Day 4: Oshkosh, Wis. (EAA AirVenture)

I find it kind of interesting that while celebrating my 12th blogoversary today I realized that my first blog entry ever was about flying with my Dad in his then brand new Acro-Sport II, the first plane he had ever built in its entirety. The reason I find it interesting is because we traveled to Oshkosh, Wis. to attend the dedication service of the newest members to be added to the EAA (Experimental Aircraft Association) Memorial Wall on the museum grounds here in Oshkosh. Today was also the last day of AirVenture 2013.
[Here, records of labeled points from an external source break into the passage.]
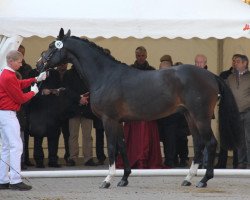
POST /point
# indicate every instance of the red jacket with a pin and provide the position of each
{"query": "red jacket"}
(11, 94)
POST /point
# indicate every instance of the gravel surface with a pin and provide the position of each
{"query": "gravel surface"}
(146, 188)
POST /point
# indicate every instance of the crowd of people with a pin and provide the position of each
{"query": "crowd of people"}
(60, 104)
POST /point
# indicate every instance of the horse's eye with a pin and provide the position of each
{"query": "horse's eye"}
(52, 45)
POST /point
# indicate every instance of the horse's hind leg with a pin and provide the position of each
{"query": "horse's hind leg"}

I attended what was then called the EAA Convention and Fly-In back in 1984 with my grandfather and Dad. The three of us made the drive out here to spend a few days chatting with other pilots and plane builders, seeing the sites and watching airshows. My dad was energized during that trip because he loved flying and airplanes so very much. The trip is most memorable for me because it was the first time that as a teen I felt really close to my dad and that I really "got" his passion for aviation. We'd flown together many, many times and it was always apparent that he loved piloting a plane, but I really saw his passion during that trip. It was impressive and I learned a lot about him those few days.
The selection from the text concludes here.